The genre positioning. Why these books belong on the literary fiction shelf and the science fiction shelf simultaneously. The comp titles. The readers these books are for.
Literary science fiction is not a compromise. It is not science fiction that has been softened for literary readers, or literary fiction that has been spiced up with science. It is a genre in its own right — one that takes both the rigour of hard science and the rigour of literary character work seriously, and refuses to subordinate either to the other.
The Comp Titles
When I describe my work to people in the publishing industry, I say: Ted Chiang, Richard Powers, Andy Weir. These are the three poles of the territory I am working in.
Ted Chiang is the master of the form — the writer who has shown, more clearly than anyone, that science fiction can be as formally and emotionally rigorous as any literary fiction. His stories are built on real science and real philosophy, and they are also built on real human feeling. The science and the feeling are not in tension. They are the same thing.
Richard Powers is the literary novelist who takes science seriously — who builds novels on the actual science of neurology, ecology, genetics, and music, and who treats the science not as background but as the substance of the human experience he is describing. His novels are about what it is like to be a person who knows things, and what that knowing costs.

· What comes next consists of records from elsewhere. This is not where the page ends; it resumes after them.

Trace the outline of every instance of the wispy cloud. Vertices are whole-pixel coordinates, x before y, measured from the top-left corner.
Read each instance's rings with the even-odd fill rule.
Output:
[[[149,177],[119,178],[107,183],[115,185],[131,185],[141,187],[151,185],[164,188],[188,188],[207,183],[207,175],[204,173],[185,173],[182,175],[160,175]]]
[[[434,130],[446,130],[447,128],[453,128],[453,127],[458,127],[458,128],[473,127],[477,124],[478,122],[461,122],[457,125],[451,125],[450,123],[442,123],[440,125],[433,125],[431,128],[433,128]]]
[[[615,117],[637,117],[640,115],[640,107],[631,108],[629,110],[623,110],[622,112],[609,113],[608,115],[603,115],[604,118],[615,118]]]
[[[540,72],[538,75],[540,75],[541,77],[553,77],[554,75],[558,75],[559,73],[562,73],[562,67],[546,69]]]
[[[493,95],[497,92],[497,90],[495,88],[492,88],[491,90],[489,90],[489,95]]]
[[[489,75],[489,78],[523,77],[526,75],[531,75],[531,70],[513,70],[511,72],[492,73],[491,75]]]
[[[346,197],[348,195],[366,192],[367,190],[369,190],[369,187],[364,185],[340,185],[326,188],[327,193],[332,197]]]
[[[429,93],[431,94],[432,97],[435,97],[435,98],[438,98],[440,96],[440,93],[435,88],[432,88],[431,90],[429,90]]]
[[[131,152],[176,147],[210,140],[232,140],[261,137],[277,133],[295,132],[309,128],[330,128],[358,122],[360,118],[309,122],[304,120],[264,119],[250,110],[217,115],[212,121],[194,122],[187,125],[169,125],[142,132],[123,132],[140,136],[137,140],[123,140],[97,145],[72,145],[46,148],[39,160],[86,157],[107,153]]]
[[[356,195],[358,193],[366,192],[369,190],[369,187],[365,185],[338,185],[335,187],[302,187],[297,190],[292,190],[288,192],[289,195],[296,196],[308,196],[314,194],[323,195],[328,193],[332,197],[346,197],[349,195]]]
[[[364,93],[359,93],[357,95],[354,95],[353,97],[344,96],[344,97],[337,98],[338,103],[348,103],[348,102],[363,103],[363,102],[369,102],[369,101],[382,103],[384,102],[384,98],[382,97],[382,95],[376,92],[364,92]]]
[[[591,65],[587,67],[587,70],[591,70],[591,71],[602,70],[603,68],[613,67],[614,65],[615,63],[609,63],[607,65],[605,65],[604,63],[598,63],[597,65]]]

Andy Weir is the hard science fiction writer who takes the science so seriously that the science becomes the character. The Martian is a novel about a person solving problems, and the problems are real, and the solutions are real, and the character is the person who can solve them. The science is not decoration. The science is the story.
My books are trying to do all three things simultaneously. The science is real (Weir). The character is real (Powers). The form is rigorous (Chiang).
The Readers
The readers these books are for are the readers who have always felt that the genre distinction between literary fiction and science fiction is a publishing convenience rather than a meaningful aesthetic category. The readers who read Ursula K. Le Guin and Kazuo Ishiguro and Kim Stanley Robinson and Richard Powers and Ted Chiang and feel that these writers are all doing the same thing — taking the human condition seriously, using whatever tools are available to illuminate it.
Those are my readers. Those are the books I am trying to write for them.